The Founder and Chancellor of the Afe Babalola University Ado-Ekiti (ABUAD), Aare Afe Babalola SAN, on Monday urged the National University Commission (NUC), to completely overhaul the university licensing process to ensure the highest standard of education.

He also called on the NUC to take immediate steps to close those mushroom universities, many of which are illegal and are operating without the permission of regulatory body.

The legal Icon lamented that university licensing and accreditation, as well as the NUC’s ability to ensure quality control and to stamp out substandard institutions, appears to have been seriously compromised.

He stated this in Ado-Ekiti at the High Impact Research and Journal Advancement Workshop organized by the ABUAD Journal of Sustainable Development Law and Policy.

Babalola said: “What do we have today?
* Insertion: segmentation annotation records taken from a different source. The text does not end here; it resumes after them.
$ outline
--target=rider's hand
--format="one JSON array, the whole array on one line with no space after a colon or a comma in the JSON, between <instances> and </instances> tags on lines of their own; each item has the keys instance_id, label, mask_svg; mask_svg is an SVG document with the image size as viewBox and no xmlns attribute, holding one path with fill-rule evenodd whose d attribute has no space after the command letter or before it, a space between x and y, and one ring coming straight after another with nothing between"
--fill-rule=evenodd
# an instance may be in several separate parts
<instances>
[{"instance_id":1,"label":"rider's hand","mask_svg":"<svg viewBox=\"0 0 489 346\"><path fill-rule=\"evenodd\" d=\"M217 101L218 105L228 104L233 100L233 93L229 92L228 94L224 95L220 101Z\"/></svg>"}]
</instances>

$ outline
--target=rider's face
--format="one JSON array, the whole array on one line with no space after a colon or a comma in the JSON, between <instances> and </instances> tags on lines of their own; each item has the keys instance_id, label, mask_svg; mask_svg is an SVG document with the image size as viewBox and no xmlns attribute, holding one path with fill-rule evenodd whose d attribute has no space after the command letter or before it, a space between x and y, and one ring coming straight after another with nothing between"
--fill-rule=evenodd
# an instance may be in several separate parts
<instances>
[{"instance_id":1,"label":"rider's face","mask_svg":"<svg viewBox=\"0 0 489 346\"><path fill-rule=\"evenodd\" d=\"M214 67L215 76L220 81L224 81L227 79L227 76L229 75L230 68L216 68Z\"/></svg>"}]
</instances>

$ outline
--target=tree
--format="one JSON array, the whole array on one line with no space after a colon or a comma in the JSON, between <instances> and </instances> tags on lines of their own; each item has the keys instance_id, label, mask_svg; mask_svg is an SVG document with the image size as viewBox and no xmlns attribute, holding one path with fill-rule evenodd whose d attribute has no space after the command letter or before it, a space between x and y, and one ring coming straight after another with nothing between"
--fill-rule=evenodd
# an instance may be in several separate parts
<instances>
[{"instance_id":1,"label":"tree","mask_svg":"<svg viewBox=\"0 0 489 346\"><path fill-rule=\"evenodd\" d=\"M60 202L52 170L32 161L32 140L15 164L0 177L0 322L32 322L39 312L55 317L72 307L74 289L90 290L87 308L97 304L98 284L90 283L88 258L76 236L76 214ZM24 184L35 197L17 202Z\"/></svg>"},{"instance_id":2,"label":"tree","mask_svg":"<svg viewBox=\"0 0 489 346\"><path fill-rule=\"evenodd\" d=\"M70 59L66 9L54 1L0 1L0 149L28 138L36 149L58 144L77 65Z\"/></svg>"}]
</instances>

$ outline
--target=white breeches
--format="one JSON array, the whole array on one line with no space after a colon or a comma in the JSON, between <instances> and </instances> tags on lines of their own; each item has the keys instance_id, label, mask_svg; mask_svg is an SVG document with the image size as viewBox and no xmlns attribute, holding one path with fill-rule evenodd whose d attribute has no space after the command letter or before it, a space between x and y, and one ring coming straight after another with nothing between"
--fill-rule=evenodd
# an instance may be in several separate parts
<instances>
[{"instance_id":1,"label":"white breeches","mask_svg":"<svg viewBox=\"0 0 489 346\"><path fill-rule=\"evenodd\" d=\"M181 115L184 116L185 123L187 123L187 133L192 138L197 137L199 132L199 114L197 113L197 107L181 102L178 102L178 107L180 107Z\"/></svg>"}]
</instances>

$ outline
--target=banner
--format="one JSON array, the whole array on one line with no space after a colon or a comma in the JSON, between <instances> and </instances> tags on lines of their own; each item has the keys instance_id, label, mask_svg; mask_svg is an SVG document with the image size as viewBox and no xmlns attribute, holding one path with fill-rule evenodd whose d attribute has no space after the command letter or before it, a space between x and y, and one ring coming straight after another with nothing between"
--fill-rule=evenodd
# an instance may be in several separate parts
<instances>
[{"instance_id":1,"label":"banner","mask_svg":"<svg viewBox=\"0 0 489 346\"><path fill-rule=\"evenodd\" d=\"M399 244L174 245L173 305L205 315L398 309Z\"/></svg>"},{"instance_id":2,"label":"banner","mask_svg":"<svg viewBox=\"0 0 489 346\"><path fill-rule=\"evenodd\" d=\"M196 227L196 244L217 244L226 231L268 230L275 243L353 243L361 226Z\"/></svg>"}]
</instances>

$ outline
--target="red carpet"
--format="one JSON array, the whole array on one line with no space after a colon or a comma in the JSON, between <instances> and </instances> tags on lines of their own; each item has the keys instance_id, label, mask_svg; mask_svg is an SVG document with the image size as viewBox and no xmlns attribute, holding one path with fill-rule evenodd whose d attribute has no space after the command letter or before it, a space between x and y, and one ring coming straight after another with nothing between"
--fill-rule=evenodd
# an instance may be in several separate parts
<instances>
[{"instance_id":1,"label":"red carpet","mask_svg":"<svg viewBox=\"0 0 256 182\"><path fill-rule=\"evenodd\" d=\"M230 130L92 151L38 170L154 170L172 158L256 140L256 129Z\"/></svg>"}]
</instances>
The mass approval of mushroom and substandard universities with some lacking even the basic learning facilities and infrastructure. The strict compliance with law and rules has been brushed aside now.

“As a result of the “anything goes” approach to university licensing and accreditation, NUC’s ability to ensure quality control, and to stamp out substandard institutions, appears to have been seriously compromised. We currently have over 270 universities in Nigeria, and proposals for the approval of another 200 new institutions are currently under consideration by the National Assembly.

“The focus now seems to be on quantity not quality, licensing more universities without adequate plans for monitoring their standards. The end result is a rapid decline and rot of our educational system and in the quality of our graduates. What we need is quality education. Poor education is worse than illiteracy.”

Continuing, the ABUAD Chancellor said, “We cannot seriously speak of advancing sustainable development through high impact research unless we address this menace of the proliferation of substandard universities in our nation.

“Mushroom and substandard universities recruit substandard faculty members, who conduct substandard research that are printed by substandard publishers, resulting in substandard and half-baked graduates that have little or nothing to offer to national development.”

In his keynote lecture titled: Promoting High-Impact Research Publications for Sustainable National Development in Nigeria: Opportunities, Challenges, and Future Directions, the former Executive Secretary of the NUC , Prof Peter Okebukola lamented the inadequate funding for research and development.

“Research funding in Nigeria is largely dependent on federal government allocations, which are insufficient to support large-scale or sustained commercialization efforts. Limited access to venture capital or private-sector investment further stifles the ability to scale innovations.”

In his welcome remarks, the Deputy Vice Chancellor Research, Innovation and Strategic Partnership, Prof Damilola Olawuyi, said only very few Universities in Nigeria can boast of having a SCOPUS-Indexed journal, adding that ABUAD leads in this area.

“The ABUAD Journal of Sustainable Development Law and Policy is indexed by SCOPUS, a premier online database containing over 2000 leading journals. It is also indexed on HeinOnline, Westlaw. Asian Science and Citation Index (ASCI), EBSCO, Ingenta Connect, SCILIT. MIRABEL, CrossRef, German EZB, ProQuest and the African Journals Online (AJOL), one of the largest archiving databases for leading African journals.

“Accredited by the South African Department of Higher Education and Training (DHET) -the equivalent of the National Universities Commission of Nigeria, our Journal is also a member of the Committee on Publications Ethics (COPE), UK, the Directory of Open Access Journals (DOAJ), the African Journals Online (AJOL), and is fully compliant with the RCUK Open Access Policy. This is therefore an international and world class journal, published in Ado Ekiti for the world.”